Prompt engineering for ecommerce

The evaluation harness injects real ecommerce context: a viewed SKU, cart contents, order history, a persona, and a product catalog. Artifacts that actively use all of this context — referencing {{sku_info}}, reasoning from {{cart_json}}, and filtering against {{order_json}} — tend to score higher than those that treat the recommendation as a generic task.Explicitly instruct the model to:
  • Avoid products already in the cart or past orders.
  • Prioritize products complementary to the viewed SKU.
  • Use the persona attributes to tailor the recommendation set.
Each returned item must include a reason field. The evaluation harness grades reasons, not just SKU selections. A good reason:
  • Is relevant to the viewing SKU and the overall recommendation set.
  • Is a single, plain-text sentence with no punctuation or line breaks.
  • Focuses on customer benefit, not internal business strategy.
Prompt the model explicitly to write reasons that explain why each product fits the customer’s current context — not generic phrases like “this is a popular item.”
Evaluations include scenarios with gendered products. If the viewed SKU is gendered (e.g., women’s shoes), all recommendations must match that gender. Mixing gendered products is a known failure mode. Add an explicit instruction to your prompt:
If the Viewing SKU is gendered, always recommend products that match the same gender.
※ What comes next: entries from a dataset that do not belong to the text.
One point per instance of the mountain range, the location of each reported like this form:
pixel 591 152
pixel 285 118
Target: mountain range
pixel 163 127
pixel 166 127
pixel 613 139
Never mix gendered products in the recommendation set.
Your artifact passes through two screener stages before reaching full validator evaluation. Screener 1 enforces basic format and data consistency. Screener 2 runs extended quality checks. Validators then score against rotating ecommerce evaluation environments.To pass screeners, the model must:
  • Return exactly {{num_recs}} items in a valid JSON array.
  • Use only SKUs that exist in the provided product_catalog.
  • Exclude any SKU already in the cart or order history.
  • Return no duplicate SKUs.
Format failures — malformed JSON, extra text outside the array, single-quoted strings — are the most common screener rejection reason. Keep the output requirements section prominent in your user prompt and instruct the model explicitly to return nothing outside the JSON array.